Passing a hand over her daughter's head, Barbara smiled warmly. “Medical insurance means we won't have to pay for all the doctor bills. The company I'll be working for will pay some of them for us.” Maybe she could even get a good enough job so they could move from that neighborhood.
Looking out the window again, Barbara shuddered at the sight of the garbage that had been strewn around the ground. Where there had once been lawns, there was now baron dirt. Two boys were sitting on a step, smoking marijuana. A young girl who couldn't have been more than thirteen was standing next to them while dressed as if she were advertising what she had to offer. Barbara dreaded the thought that her daughter might grow up to be like them. They had to get away from that area...somehow.

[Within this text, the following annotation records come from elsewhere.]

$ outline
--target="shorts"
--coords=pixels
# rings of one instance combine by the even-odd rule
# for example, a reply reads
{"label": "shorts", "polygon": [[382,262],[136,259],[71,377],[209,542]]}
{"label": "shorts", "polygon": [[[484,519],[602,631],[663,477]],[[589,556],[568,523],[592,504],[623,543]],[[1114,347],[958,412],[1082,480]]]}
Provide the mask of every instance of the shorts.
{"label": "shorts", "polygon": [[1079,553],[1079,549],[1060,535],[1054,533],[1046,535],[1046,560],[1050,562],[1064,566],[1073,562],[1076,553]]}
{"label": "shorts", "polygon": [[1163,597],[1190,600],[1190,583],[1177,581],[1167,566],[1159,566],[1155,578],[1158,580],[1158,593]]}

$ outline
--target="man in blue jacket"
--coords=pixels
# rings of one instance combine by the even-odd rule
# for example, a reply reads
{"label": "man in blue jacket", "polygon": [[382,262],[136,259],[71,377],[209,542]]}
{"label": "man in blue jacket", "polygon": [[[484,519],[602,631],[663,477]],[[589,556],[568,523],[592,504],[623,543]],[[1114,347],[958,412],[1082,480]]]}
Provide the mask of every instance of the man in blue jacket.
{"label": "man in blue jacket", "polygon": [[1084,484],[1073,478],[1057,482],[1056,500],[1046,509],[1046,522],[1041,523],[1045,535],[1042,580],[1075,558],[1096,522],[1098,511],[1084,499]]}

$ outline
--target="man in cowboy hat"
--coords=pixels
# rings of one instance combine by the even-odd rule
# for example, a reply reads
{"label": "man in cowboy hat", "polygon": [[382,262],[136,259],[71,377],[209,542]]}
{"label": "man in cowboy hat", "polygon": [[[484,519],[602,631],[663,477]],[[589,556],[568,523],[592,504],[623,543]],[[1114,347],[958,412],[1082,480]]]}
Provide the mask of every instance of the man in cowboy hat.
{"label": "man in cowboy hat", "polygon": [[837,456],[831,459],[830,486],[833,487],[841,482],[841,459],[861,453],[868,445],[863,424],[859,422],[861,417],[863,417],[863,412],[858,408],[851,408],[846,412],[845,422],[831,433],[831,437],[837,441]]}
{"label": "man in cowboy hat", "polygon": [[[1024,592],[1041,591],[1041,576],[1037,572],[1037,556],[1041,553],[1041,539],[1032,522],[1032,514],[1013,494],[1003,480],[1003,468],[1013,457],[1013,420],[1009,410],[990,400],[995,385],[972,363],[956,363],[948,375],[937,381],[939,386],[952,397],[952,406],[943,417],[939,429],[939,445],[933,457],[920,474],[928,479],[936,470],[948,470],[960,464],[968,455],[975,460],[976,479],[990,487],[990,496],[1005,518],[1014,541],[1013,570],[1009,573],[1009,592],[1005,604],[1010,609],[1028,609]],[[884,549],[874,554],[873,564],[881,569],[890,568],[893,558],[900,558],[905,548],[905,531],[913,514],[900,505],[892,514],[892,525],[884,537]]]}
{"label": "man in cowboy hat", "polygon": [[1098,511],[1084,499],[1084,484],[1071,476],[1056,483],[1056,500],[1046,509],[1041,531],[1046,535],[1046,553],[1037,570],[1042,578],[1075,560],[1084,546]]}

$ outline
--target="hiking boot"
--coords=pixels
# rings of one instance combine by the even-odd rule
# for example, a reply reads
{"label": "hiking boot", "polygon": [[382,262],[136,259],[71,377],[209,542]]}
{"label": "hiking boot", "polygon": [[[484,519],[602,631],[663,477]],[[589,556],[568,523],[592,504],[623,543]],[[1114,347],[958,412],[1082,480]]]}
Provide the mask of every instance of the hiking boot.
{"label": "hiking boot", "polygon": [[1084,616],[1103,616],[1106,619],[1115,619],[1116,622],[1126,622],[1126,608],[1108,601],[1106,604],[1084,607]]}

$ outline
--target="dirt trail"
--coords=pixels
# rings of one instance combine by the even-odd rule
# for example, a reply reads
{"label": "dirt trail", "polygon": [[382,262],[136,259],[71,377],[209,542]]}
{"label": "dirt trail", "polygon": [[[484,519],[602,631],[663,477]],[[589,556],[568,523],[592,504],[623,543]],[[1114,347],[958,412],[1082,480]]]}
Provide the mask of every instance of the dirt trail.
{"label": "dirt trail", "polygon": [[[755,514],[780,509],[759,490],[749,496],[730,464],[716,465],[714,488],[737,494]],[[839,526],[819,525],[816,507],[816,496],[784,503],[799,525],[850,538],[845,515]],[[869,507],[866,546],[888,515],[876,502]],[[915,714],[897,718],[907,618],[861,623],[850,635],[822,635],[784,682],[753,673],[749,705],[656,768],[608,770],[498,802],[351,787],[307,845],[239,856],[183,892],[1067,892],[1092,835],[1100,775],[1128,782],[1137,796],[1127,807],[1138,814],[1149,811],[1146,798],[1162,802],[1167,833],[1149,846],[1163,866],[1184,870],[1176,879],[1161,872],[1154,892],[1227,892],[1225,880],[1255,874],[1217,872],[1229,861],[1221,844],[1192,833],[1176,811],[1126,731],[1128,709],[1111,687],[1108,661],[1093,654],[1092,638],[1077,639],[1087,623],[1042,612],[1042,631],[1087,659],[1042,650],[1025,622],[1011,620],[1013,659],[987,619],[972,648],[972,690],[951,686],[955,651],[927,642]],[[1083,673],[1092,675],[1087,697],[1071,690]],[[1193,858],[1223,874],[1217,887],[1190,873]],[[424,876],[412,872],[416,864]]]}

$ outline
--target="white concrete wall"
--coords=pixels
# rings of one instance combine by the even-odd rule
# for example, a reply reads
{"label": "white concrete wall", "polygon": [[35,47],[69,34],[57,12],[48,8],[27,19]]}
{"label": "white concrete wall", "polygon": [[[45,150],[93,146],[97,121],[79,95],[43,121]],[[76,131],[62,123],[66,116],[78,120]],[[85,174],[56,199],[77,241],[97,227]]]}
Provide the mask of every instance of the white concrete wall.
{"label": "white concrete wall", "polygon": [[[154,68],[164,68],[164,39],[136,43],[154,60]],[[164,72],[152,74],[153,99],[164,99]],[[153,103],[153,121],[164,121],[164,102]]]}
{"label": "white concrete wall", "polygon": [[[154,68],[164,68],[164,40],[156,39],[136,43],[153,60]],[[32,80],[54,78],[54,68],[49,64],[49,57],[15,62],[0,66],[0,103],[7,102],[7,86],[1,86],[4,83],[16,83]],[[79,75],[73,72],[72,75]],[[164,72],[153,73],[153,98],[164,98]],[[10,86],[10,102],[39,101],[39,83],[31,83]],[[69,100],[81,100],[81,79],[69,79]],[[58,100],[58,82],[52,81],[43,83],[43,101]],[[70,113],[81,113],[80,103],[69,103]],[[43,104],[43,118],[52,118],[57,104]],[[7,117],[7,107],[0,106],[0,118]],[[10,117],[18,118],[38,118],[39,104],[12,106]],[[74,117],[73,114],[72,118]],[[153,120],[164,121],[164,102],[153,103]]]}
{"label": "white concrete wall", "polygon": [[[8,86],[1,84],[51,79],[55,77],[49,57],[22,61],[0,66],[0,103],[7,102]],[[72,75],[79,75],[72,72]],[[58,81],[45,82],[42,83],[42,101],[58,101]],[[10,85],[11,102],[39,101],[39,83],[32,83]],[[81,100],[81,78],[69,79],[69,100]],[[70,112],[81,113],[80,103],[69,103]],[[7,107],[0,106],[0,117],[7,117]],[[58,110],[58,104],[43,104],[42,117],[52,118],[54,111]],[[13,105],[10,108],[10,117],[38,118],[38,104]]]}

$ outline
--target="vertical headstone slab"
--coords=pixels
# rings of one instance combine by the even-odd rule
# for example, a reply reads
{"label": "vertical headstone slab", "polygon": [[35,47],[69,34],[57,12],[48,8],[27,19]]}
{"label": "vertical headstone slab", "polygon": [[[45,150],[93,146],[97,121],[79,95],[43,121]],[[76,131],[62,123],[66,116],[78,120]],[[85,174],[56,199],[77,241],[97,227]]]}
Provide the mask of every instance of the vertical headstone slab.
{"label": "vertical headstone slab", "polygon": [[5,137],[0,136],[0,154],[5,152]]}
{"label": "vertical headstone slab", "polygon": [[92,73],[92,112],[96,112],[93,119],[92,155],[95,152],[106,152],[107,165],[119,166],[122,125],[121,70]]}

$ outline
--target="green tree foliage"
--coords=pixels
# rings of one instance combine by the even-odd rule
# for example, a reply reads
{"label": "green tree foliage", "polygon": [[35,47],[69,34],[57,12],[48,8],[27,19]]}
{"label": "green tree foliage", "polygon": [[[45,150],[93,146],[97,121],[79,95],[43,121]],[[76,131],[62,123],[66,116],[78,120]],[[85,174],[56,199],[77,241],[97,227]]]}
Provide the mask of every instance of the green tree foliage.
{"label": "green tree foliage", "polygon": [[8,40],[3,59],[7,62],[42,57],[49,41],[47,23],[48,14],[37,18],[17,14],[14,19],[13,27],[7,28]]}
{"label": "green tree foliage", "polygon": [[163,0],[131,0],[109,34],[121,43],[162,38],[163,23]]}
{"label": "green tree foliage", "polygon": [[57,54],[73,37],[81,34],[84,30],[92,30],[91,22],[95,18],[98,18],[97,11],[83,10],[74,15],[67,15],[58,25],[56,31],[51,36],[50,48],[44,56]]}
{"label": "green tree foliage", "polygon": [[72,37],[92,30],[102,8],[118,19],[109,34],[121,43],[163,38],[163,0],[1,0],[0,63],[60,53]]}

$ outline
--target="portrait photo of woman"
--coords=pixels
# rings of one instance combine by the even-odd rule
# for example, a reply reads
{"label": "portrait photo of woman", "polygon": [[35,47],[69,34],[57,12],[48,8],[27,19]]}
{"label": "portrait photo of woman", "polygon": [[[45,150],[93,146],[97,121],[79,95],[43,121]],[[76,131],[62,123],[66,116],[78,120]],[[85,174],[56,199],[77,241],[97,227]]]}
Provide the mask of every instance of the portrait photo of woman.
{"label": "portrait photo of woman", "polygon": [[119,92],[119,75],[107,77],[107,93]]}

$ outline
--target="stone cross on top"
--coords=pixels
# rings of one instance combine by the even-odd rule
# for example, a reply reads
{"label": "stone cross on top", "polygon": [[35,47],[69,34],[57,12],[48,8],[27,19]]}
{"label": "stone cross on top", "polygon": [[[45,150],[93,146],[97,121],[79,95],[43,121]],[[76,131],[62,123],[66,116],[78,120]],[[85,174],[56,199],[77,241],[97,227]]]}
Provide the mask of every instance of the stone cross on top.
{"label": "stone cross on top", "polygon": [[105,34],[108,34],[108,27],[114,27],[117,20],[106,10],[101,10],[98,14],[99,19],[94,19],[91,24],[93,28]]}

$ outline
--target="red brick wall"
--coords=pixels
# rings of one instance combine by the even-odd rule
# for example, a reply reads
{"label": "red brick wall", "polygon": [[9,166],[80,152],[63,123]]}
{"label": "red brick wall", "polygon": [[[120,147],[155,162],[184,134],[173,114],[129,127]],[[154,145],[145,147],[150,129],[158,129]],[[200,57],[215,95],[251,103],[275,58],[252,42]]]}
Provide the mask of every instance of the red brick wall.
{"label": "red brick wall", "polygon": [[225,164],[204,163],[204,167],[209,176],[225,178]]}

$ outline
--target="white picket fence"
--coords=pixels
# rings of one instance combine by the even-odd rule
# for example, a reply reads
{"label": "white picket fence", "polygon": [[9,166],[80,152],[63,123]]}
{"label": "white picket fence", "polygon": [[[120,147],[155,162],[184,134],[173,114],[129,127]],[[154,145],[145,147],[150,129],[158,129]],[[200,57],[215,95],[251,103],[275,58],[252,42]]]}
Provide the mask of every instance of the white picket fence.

“How come only us Black people have to go to the charity hospital?” Jennifer blinked her eyes. She was starting to get another one of those headaches. “May I please have a glass of water?”
“Sure, honey.” Barbara left the room and came back within a half minute. “There aren't only Black people in the Medical Center,” she explained while her daughter sipped the water. “Lots of White people go there, too.”
“Is it far from here?”
“No, Jen, it's right here in Jersey City...not that far.” Barbara took the empty glass from her daughter and placed it on the night table. “We'd better get you bundled up and start out.”
“Do I have to bring these pajamas?” Looking down at her left leg, Jennifer sounded depressed. It was going to be embarrassing to let people in the hospital see them and know how poor they were. But she didn't want to upset her mother by saying that.
Only a week earlier, Jennifer had awaked in the middle of the night and heard her mother crying in bed. She wanted to go to her, but she knew Barbara was crying because they didn't have any money. If only she were older, she could get a job to help with the expenses. Someday, she would get a good job and her mother wouldn't have to work anymore.
“I'm afraid so, honey. That's all we have for the time being.” Barbara wanted to sit down and cry. But she didn't want her daughter to see her falling apart as she had fallen apart so often during the past several months. There would be plenty of time to cry later that night when she would be alone.
“Are we going to take a bus?” Jennifer removed her pajamas and folded them neatly on the bed.
“No, sweetheart,” Barbara sighed. “We wouldn't want to infect anyone else with the measles. We'll have to walk.” Even if they could take a bus, she didn't have the money for one.
“How far is it?”
“About ten blocks. So let's get you bundled up nice and warm. It's kind of chilly out there today.”
After putting her best skirt and sweater on, Jennifer had a thought. “Will I be home for Christmas?”
“You should be, sweetheart.” Barbara forced a smile. The only problem was that Santa Claus wouldn't be visiting them that year.